В вагоне, в который я попал, было не только тесно, но и темно. Уныло мерцал в фонаре стеариновый огарок, тускло освещая фигуры пассажиров. Около меня на лавочке помещалась толстая-претолстая женщина в чёрном платье, с белой повязкой на глазах, говорившая каким-то певучим голосом — таким, каким обычно говорят странницы, богомолки и тому подобные представительницы прекрасного пола. Она разговаривала со своим соседом, который внешне напоминал то ли мещанина, то ли бывшего дворового человека:
— Да дай же ему Господи всяких благ и земных, и небесных, да пошли же ему, Царица Небесная, и ему, и супруге, и деткам, и внукам, когда, Бог даст, они у него будут, всякого счастья отныне и навеки! Ангел, просто ангел, настоящая ангельская душа! Пришла я к нему, да и говорю: «Господин, — говорю, — мочи моей нет, света божьего я не вижу, вот который уж год — глазами очень нездорова». Глянул он, мой батюшка, на меня раз, глянул другой, да так сразу и говорит: «У вас, — говорит, — матушка, катаракта». А я ему и говорю: «Как же нам теперь быть? Нам, при нашем сиротстве, с этой самой катарактой жить невозможно». А он и говорит: «Эту самую катаракту снять надо!» — и денег ни копейки не взял! Да дай же ему Матерь Божья, да пошли же ему Царица Небесная, да возмести же ему Варвара Великомученица... Да услышь же меня, Царь Небесный, Николай Угодник...

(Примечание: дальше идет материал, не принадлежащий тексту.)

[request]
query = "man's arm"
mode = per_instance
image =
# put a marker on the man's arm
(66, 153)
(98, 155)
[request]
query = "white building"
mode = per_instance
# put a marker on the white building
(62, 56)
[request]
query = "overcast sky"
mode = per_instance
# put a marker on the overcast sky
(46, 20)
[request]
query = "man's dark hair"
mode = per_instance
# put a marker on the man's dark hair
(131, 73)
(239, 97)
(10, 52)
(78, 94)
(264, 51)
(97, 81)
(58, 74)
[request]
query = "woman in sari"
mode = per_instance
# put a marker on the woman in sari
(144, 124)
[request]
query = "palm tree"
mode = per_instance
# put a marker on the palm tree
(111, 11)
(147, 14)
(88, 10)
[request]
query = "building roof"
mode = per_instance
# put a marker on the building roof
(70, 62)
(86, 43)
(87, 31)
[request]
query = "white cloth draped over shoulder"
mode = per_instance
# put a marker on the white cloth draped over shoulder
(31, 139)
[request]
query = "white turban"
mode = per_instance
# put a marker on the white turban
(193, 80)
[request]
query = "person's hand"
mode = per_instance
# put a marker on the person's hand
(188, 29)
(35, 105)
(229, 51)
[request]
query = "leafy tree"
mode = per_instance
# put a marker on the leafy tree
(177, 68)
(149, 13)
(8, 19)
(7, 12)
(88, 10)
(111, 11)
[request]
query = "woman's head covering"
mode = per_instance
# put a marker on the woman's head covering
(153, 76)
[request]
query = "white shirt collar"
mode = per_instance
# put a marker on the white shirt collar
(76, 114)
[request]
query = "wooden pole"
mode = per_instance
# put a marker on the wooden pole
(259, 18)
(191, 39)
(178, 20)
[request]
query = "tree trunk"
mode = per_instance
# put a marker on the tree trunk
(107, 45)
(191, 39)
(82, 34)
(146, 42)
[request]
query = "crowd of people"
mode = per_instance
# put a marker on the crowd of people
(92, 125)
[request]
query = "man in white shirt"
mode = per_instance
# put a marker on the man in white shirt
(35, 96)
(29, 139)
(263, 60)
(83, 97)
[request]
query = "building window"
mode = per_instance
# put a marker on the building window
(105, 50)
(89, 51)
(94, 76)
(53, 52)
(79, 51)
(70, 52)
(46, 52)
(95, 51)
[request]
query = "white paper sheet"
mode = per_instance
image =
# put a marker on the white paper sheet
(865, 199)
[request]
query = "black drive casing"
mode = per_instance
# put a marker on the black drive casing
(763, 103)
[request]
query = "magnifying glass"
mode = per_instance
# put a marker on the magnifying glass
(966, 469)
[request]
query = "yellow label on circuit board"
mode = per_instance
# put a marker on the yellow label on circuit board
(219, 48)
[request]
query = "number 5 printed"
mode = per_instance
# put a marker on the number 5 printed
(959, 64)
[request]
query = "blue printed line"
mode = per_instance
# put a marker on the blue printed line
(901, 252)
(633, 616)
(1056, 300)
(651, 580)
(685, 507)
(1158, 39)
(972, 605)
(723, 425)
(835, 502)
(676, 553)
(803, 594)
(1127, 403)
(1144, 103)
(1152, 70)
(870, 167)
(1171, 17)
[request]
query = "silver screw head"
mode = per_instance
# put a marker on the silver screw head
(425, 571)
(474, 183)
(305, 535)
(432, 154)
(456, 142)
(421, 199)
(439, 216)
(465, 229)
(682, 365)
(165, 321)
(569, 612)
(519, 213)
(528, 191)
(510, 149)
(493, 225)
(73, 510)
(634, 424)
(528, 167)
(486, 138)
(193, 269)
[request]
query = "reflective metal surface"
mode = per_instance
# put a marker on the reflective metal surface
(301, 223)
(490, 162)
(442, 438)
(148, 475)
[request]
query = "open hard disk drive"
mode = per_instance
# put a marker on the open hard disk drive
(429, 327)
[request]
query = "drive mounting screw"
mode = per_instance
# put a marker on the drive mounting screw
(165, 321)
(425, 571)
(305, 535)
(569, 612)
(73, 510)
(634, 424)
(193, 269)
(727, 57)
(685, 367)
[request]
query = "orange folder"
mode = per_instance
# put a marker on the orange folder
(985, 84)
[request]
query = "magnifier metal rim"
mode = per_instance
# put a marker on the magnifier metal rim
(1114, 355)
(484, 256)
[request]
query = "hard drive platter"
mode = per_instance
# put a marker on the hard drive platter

Вдруг пахнуло винным погребом. Ко мне наклонился какой-то молодой человек, стоявший с другой стороны печки и до этого времени смотревший в окошко вагона. Как-то странно улыбаясь и плутовато прищурив глаза, он таинственно спросил у меня:
— На станции были?
— Был.
— Видели?
— Видел.
— Ну что?
— Да всё то же самое. Свинство.
— В каком смысле свинство?
— Да во всяком, в каком хотите.
— Нет, хороша! Ух, какая бедовая!
— Да вы про что?
— Про буфетчицу. Важная баба!
— Да в Дергачах, спасибо, и буфета нет, — вступил в разговор какой-то купец, сидевший на противоположной лавке. — А не то что буфетчицы. Это у вас, господин, должно быть просто игра воображения.
Молодой человек обернулся к нему, уставил на него недоумевающие глаза, сделал какой-то знак удивления и — совершенно неожиданно — рассмеялся.
— Ошибся! Действительно, это вер-р-рно! С самого утра ошибся! Это я смешал... На Ромеевской дороге! Это вер-р-рно...
Он с грустным видом опустился на скамейку, уронил голову на грудь — и через несколько минут из того угла неслись уже какие-то лёгкие звуки с небольшим носовым присвистом...
Прошёл кондуктор. Я к нему обратился с просьбой дать мне место и в деликатных выражениях постарался дать ему понять, что принадлежу к разряду людей, которых в обществе обыкновенно называют людьми благодарными.
— Погодите немного, потом мы вас переведём, где просторнее.
— Буду тронут!
Действительно, через некоторое время пришли два кондуктора, и первый сказал второму:
— Проводи их в такой-то вагон, там лавочку длинную очисти, чтобы спокойно было.
— Да там мужики сидят.
— Так сгони, и лавочку очисть.
Мне стало как-то стыдно, я отказался от длинной лавочки и остался коротать ночь на своём месте, слушая разговоры пассажиров.
Странница с катарактой из рассказчицы превратилась в слушательницу — говорил теперь её бывший слушатель, бывший дворовый человек. Странница время от времени только разводила руками и приговаривала:
— Ах ты, Господи! Ах, заступница! Ах-ах-ах, что на свете только делается!...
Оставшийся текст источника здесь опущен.